Es ist der einfachste Teil der Übung. Denn wie zäh die Aufgabe als Generaldirektor werden wird, merkt Wörner bereits nach einigen Wochen. Da stellt er den ESA-Mitgliedsländern erste Ideen für sein Kabinett vor: nicht mehr zehn eigenmächtige Direktoren wie bislang, sondern nur noch fünf. Das, so seine Hoffnung, werde die Zusammenarbeit stärken – wie damals beim DLR. EINE_ESA, sozusagen.

Die Mitgliedsstaaten sind allerdings wenig begeistert. Sie fürchten um Einfluss, sollten sie keinen Direktor aus ihrem Land mehr stellen können, Europa hin oder her. Wörner möge doch bitte seine Hausaufgaben machen und mit einem neuen Vorschlag zurückkommen. Gesagt, getan: Beim nächsten Treffen schlägt Wörner nur noch drei Direktoren vor.

Eine Provokation, aber inhaltlich wohlbegründet. Heute, die ESA hat noch immer neun Direktoren und eine Direktorin, sagt Wörner: »Ich habe dieses nationale Spiel vollkommen unterschätzt, da war ich naiv. Vielleicht ist das ja einer meiner größten Fehler gewesen.« Er sagt jedoch auch: »Wenn, dann war es ein Fehler aus Überzeugung. Und ist das dann überhaupt ein Fehler?«

Allein in Paris

Klar ist: Raumfahrt ist eine ernste Angelegenheit, vor allem in der ESA mit ihren 22 Mitgliedsstaaten, von denen jeder für sich das meiste – sprich: die meisten Euros – aus der Organisation herausholen will. Mit seiner unkonventionellen, manchmal schnoddrigen Art, mit seinem nerdigen Humor, mit seinem Drang, neue Dinge auszuprobieren, wirkt Wörner mitunter wie ein Fremdkörper: Pressegespräche werden zu Stuhlkreisen, in denen ein Würfelmikrofon reihum geworfen wird. Präsentationen – stets bis ins Detail ausgefeilt – schmücken Bilder aus der deutschen 1960er-Jahre-Serie »Raumpatrouille Orion«, wenn es ums neue US-Raumschiff mit gleichem Namen gehen soll. Nicht wenige in der ESA ziehen bei so etwas die Augenbrauen hoch.

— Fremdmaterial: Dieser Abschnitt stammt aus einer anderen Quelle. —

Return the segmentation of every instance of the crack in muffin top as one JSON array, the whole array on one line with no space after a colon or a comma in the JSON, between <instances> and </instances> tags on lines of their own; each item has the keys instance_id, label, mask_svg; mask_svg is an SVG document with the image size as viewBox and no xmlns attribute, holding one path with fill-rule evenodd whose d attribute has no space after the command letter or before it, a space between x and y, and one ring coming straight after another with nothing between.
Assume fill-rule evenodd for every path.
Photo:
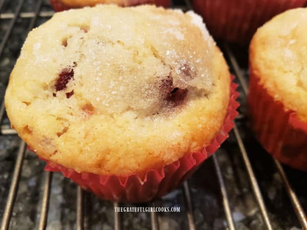
<instances>
[{"instance_id":1,"label":"crack in muffin top","mask_svg":"<svg viewBox=\"0 0 307 230\"><path fill-rule=\"evenodd\" d=\"M229 82L193 12L97 5L55 13L29 33L5 106L41 157L122 174L209 143L226 115Z\"/></svg>"}]
</instances>

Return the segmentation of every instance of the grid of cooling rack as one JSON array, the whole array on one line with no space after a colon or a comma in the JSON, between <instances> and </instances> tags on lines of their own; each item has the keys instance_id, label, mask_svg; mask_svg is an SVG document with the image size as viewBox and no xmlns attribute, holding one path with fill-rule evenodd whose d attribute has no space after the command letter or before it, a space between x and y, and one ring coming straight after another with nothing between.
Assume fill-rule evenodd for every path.
<instances>
[{"instance_id":1,"label":"grid of cooling rack","mask_svg":"<svg viewBox=\"0 0 307 230\"><path fill-rule=\"evenodd\" d=\"M36 21L38 17L50 17L51 16L53 12L51 11L43 11L41 10L41 5L43 0L38 0L35 1L35 8L33 12L21 12L22 6L24 4L24 0L20 0L15 7L15 11L14 13L0 13L0 21L2 22L5 19L8 21L8 24L6 30L5 31L4 35L2 39L0 44L0 57L3 53L3 50L6 45L9 42L9 38L12 30L14 29L14 25L18 18L28 18L30 19L29 24L28 31L30 31L35 25ZM1 9L3 5L4 0L0 0L0 12ZM180 7L184 10L187 10L191 8L191 3L189 0L185 0L185 4L181 5L172 5L171 7ZM233 52L229 48L227 44L223 44L222 48L224 50L224 54L228 57L229 64L234 70L234 73L238 78L240 82L240 87L243 92L244 97L246 97L248 93L248 84L246 79L244 77L241 70L238 65L237 60ZM8 76L7 76L8 77ZM0 122L2 124L3 117L5 115L5 108L4 101L2 101L1 107L0 107ZM7 126L1 126L1 135L16 135L15 131L9 128ZM246 167L246 174L248 175L248 178L251 183L253 191L260 212L262 215L262 218L264 224L265 229L267 230L273 230L272 225L268 212L266 208L266 205L264 202L262 195L260 192L255 173L253 171L251 162L247 152L247 150L243 142L243 138L236 124L233 129L233 134L236 139L237 144L240 150L241 157ZM13 208L14 205L15 198L16 196L18 187L18 183L21 172L22 170L23 159L25 156L25 152L26 149L26 144L21 141L19 146L17 159L16 160L13 176L10 184L9 191L7 198L7 201L4 209L4 214L2 218L2 223L0 230L8 230L9 226L10 220L12 216ZM225 217L227 220L228 229L230 230L236 230L236 227L234 223L232 216L232 213L229 204L229 200L227 195L227 192L225 186L225 183L223 179L223 175L219 163L218 159L215 155L213 155L213 162L215 169L217 183L221 192L221 199L222 201L223 208L225 213ZM274 164L278 170L278 172L282 179L284 187L289 195L290 199L293 205L294 212L295 212L297 218L301 223L303 229L307 230L307 219L304 211L302 207L299 199L294 189L292 188L290 183L288 180L287 175L285 173L283 166L276 160L274 160ZM47 223L48 213L49 210L49 205L50 196L50 191L51 181L52 180L52 173L50 172L44 172L44 190L42 198L42 206L41 207L40 219L39 225L39 230L45 230L46 228ZM183 190L185 203L187 209L187 219L188 223L189 229L191 230L196 229L196 225L193 216L193 212L191 200L192 198L190 195L190 188L187 182L185 182L183 184ZM76 228L78 230L83 230L84 229L84 191L80 187L78 187L77 189L77 199L76 200ZM153 204L150 204L153 205ZM117 202L113 203L114 207L120 205ZM115 230L121 229L121 215L119 213L114 213L114 229ZM151 220L151 227L153 230L159 229L158 224L158 219L156 213L152 212L150 215Z\"/></svg>"}]
</instances>

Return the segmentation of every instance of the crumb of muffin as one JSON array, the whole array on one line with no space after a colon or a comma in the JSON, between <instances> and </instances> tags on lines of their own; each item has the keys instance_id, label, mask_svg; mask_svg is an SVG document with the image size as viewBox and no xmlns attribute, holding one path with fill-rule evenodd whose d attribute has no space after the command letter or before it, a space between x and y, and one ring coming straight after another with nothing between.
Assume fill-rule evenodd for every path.
<instances>
[{"instance_id":1,"label":"crumb of muffin","mask_svg":"<svg viewBox=\"0 0 307 230\"><path fill-rule=\"evenodd\" d=\"M98 5L55 13L29 33L5 106L40 157L125 175L210 143L229 86L225 60L194 13Z\"/></svg>"}]
</instances>

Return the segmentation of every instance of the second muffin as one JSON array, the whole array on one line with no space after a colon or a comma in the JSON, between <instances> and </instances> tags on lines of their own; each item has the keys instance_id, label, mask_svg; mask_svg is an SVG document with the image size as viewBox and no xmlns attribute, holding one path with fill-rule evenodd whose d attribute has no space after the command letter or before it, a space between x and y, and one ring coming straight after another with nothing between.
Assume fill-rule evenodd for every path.
<instances>
[{"instance_id":1,"label":"second muffin","mask_svg":"<svg viewBox=\"0 0 307 230\"><path fill-rule=\"evenodd\" d=\"M307 170L307 9L283 13L260 28L250 47L252 125L264 148Z\"/></svg>"}]
</instances>

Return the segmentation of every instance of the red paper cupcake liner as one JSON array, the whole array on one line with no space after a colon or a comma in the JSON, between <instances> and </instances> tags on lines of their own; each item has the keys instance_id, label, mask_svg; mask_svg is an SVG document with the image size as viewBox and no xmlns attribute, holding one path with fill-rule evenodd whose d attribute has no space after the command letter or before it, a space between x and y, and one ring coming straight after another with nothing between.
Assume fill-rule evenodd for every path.
<instances>
[{"instance_id":1,"label":"red paper cupcake liner","mask_svg":"<svg viewBox=\"0 0 307 230\"><path fill-rule=\"evenodd\" d=\"M248 97L252 126L256 138L274 158L293 168L307 170L307 123L276 101L250 70Z\"/></svg>"},{"instance_id":2,"label":"red paper cupcake liner","mask_svg":"<svg viewBox=\"0 0 307 230\"><path fill-rule=\"evenodd\" d=\"M232 76L232 80L234 77ZM224 124L211 143L201 151L192 152L160 169L149 170L144 176L137 174L125 176L99 175L91 173L77 173L60 164L47 162L45 170L60 172L83 188L92 191L103 199L116 201L140 202L165 194L177 187L197 169L205 160L210 156L228 138L234 126L233 120L238 115L239 93L237 85L232 82L231 95Z\"/></svg>"},{"instance_id":3,"label":"red paper cupcake liner","mask_svg":"<svg viewBox=\"0 0 307 230\"><path fill-rule=\"evenodd\" d=\"M192 0L211 34L243 44L250 41L257 28L273 16L303 6L306 0Z\"/></svg>"},{"instance_id":4,"label":"red paper cupcake liner","mask_svg":"<svg viewBox=\"0 0 307 230\"><path fill-rule=\"evenodd\" d=\"M99 2L98 3L99 3ZM62 11L63 10L66 10L72 8L63 3L60 0L50 0L50 3L55 12ZM130 5L146 3L155 4L158 6L163 6L166 8L169 6L170 0L134 0L131 1ZM84 5L84 6L86 6L86 5Z\"/></svg>"}]
</instances>

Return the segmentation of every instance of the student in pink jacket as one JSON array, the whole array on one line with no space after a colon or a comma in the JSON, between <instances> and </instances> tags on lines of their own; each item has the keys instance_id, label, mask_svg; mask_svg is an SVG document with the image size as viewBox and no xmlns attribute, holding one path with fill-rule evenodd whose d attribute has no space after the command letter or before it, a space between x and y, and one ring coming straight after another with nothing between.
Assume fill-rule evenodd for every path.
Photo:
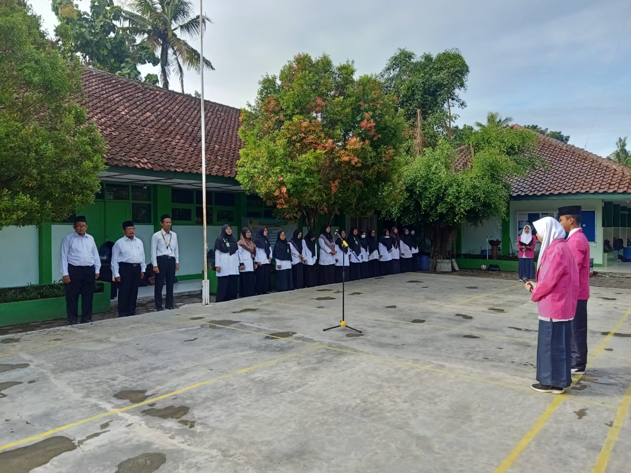
<instances>
[{"instance_id":1,"label":"student in pink jacket","mask_svg":"<svg viewBox=\"0 0 631 473\"><path fill-rule=\"evenodd\" d=\"M537 281L526 281L532 300L538 303L537 341L538 392L562 394L572 382L572 320L576 310L578 270L565 243L565 231L552 217L534 222L541 243Z\"/></svg>"},{"instance_id":2,"label":"student in pink jacket","mask_svg":"<svg viewBox=\"0 0 631 473\"><path fill-rule=\"evenodd\" d=\"M587 299L589 298L589 242L581 228L581 206L562 207L558 221L579 270L576 313L572 321L572 374L584 375L587 361Z\"/></svg>"}]
</instances>

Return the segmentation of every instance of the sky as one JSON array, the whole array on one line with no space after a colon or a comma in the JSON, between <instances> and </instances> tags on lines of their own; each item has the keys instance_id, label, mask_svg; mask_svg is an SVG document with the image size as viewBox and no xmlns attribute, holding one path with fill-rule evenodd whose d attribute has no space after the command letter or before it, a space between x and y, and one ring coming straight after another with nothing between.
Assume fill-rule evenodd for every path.
<instances>
[{"instance_id":1,"label":"sky","mask_svg":"<svg viewBox=\"0 0 631 473\"><path fill-rule=\"evenodd\" d=\"M52 35L50 0L30 1ZM456 47L470 69L457 124L498 112L513 123L561 131L603 156L618 136L631 136L628 0L203 1L213 22L204 53L216 69L204 73L209 100L245 106L261 78L298 53L353 61L360 74L380 72L398 48L436 54ZM89 1L77 3L88 9ZM158 72L151 69L141 71ZM186 72L184 88L199 90L199 74Z\"/></svg>"}]
</instances>

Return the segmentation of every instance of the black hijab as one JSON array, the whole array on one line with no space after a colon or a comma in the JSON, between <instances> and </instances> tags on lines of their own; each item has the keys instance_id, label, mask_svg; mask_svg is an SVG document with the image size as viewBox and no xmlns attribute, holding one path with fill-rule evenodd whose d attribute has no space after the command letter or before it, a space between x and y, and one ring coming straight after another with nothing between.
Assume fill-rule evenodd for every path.
<instances>
[{"instance_id":1,"label":"black hijab","mask_svg":"<svg viewBox=\"0 0 631 473\"><path fill-rule=\"evenodd\" d=\"M357 228L351 228L351 233L348 234L348 237L346 237L346 241L348 242L348 245L351 247L351 250L359 256L362 254L362 242L360 241L362 238L359 236L359 230L357 230L357 235L353 235L353 233Z\"/></svg>"},{"instance_id":2,"label":"black hijab","mask_svg":"<svg viewBox=\"0 0 631 473\"><path fill-rule=\"evenodd\" d=\"M287 241L287 234L285 233L285 240L281 240L281 233L285 233L285 231L281 230L278 233L278 238L274 245L274 259L276 261L291 261L292 250L289 248L289 242Z\"/></svg>"},{"instance_id":3,"label":"black hijab","mask_svg":"<svg viewBox=\"0 0 631 473\"><path fill-rule=\"evenodd\" d=\"M316 240L314 240L312 242L311 238L316 238L316 234L311 230L309 230L307 236L303 238L305 240L305 243L307 243L307 247L311 252L311 254L314 255L316 255Z\"/></svg>"},{"instance_id":4,"label":"black hijab","mask_svg":"<svg viewBox=\"0 0 631 473\"><path fill-rule=\"evenodd\" d=\"M342 250L342 253L346 254L346 253L348 252L348 247L344 246L344 243L342 242L346 242L346 244L348 245L348 242L347 241L347 239L348 237L346 237L345 238L342 238L343 231L344 231L344 230L339 231L339 238L335 240L335 244L337 245L338 247L339 247L339 249Z\"/></svg>"},{"instance_id":5,"label":"black hijab","mask_svg":"<svg viewBox=\"0 0 631 473\"><path fill-rule=\"evenodd\" d=\"M368 252L370 254L379 249L379 242L377 239L377 232L375 231L374 237L370 235L373 231L375 231L374 230L369 230L368 237L366 237L366 239L368 240Z\"/></svg>"},{"instance_id":6,"label":"black hijab","mask_svg":"<svg viewBox=\"0 0 631 473\"><path fill-rule=\"evenodd\" d=\"M230 253L233 255L239 249L237 247L237 240L232 235L226 233L226 229L230 225L224 225L221 227L221 234L215 240L215 250L219 250L221 253ZM232 228L232 227L231 227Z\"/></svg>"},{"instance_id":7,"label":"black hijab","mask_svg":"<svg viewBox=\"0 0 631 473\"><path fill-rule=\"evenodd\" d=\"M387 230L384 230L384 236L381 237L381 240L379 240L379 243L386 247L386 250L389 250L392 249L392 237L386 237L386 231L387 231Z\"/></svg>"},{"instance_id":8,"label":"black hijab","mask_svg":"<svg viewBox=\"0 0 631 473\"><path fill-rule=\"evenodd\" d=\"M256 245L257 248L260 248L262 250L265 250L265 254L268 255L269 258L271 255L271 245L269 244L269 239L263 235L263 232L265 231L266 226L262 226L259 228L259 233L256 235L256 238L254 238L254 244Z\"/></svg>"},{"instance_id":9,"label":"black hijab","mask_svg":"<svg viewBox=\"0 0 631 473\"><path fill-rule=\"evenodd\" d=\"M368 235L366 235L366 238L362 238L362 235L366 233L366 230L360 230L359 231L359 242L363 248L366 251L368 251L370 245L368 243ZM376 249L376 248L375 248Z\"/></svg>"},{"instance_id":10,"label":"black hijab","mask_svg":"<svg viewBox=\"0 0 631 473\"><path fill-rule=\"evenodd\" d=\"M293 245L293 247L296 248L296 251L298 252L298 254L299 255L302 254L302 238L298 238L298 235L302 233L302 230L294 230L293 237L289 240L289 242Z\"/></svg>"}]
</instances>

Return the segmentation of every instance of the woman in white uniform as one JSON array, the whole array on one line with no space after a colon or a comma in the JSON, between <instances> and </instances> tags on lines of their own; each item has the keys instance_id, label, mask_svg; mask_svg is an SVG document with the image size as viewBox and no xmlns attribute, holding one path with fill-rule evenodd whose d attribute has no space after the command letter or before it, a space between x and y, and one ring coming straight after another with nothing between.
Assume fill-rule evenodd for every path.
<instances>
[{"instance_id":1,"label":"woman in white uniform","mask_svg":"<svg viewBox=\"0 0 631 473\"><path fill-rule=\"evenodd\" d=\"M215 240L215 270L217 272L216 302L237 298L239 285L239 254L232 227L224 225L221 234Z\"/></svg>"}]
</instances>

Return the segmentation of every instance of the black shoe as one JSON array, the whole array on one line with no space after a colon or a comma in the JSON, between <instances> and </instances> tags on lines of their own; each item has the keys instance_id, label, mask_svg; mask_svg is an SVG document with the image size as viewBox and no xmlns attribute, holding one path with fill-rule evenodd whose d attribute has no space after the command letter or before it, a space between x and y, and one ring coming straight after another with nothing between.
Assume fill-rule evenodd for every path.
<instances>
[{"instance_id":1,"label":"black shoe","mask_svg":"<svg viewBox=\"0 0 631 473\"><path fill-rule=\"evenodd\" d=\"M548 386L541 383L537 383L531 386L537 392L550 392L552 394L563 394L565 392L565 388L558 388L556 386Z\"/></svg>"}]
</instances>

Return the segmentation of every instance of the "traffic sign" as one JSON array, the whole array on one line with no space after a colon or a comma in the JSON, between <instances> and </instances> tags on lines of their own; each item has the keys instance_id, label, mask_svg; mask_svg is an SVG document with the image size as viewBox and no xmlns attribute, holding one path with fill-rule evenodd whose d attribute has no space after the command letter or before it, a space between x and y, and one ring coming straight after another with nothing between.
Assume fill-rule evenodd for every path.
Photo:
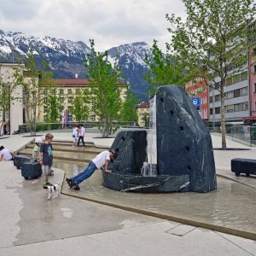
<instances>
[{"instance_id":1,"label":"traffic sign","mask_svg":"<svg viewBox=\"0 0 256 256\"><path fill-rule=\"evenodd\" d=\"M193 97L191 98L193 105L196 108L196 109L200 109L201 105L201 98L199 97Z\"/></svg>"}]
</instances>

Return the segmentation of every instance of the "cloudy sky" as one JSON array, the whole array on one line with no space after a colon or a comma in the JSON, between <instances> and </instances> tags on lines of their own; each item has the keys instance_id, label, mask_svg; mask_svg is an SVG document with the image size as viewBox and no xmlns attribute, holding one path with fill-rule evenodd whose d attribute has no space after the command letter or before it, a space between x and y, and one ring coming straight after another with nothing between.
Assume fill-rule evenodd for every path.
<instances>
[{"instance_id":1,"label":"cloudy sky","mask_svg":"<svg viewBox=\"0 0 256 256\"><path fill-rule=\"evenodd\" d=\"M184 16L181 0L1 0L0 29L87 44L93 38L97 50L154 39L164 45L166 14Z\"/></svg>"}]
</instances>

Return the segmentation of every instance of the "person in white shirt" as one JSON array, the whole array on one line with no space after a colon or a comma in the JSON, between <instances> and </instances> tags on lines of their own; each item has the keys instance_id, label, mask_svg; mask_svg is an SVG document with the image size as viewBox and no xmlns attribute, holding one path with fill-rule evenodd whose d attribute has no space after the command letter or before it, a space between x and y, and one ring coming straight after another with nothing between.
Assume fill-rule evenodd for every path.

Auch beim Moon Village, Wörners großem Vermächtnis. Direkt zum Amtsantritt schlägt er die Vision einer gemeinschaftlichen Siedlung auf dem Mond vor. Wörner, der oftmals zu verkopft denkt, nennt das Ganze »Multi Partner Open Concept«. Er erntet viel Spott. Er wird gefragt, ob er dort Bürgermeister werden wolle. Heute, mit dem amerikanischen Artemis-Mondprogramm, ist seine Vision in greifbarer Nähe. »Ich habe Glück gehabt«, sagt Wörner, der schon als Kind auf einer Mondkarte sämtliche Landungen markierte. »Die Idee passte irgendwie in die Zeit.«

Doch Glück allein reicht nicht. Es ist einsam in der Pariser rue Mario Nikis, in der bis zu einem Umzug Ende 2018 das Chefbüro lag. Wörner – stets vorsichtig – fehlen Berater, Strategen, Kommunikatoren, denen er vertraut. Es fehlt die kleine Schar an Menschen, die sich, wie am DLR, sein Vertrauen erarbeitet und damals einen großen Teil des Erfolgs ausgemacht haben. Klar, er könnte sie nachholen. Er könnte ein Team Wörner aufbauen. Aber das will er nicht. Wörner möchte nicht der deutsche Generaldirektor sein, der Landsleute um sich schart.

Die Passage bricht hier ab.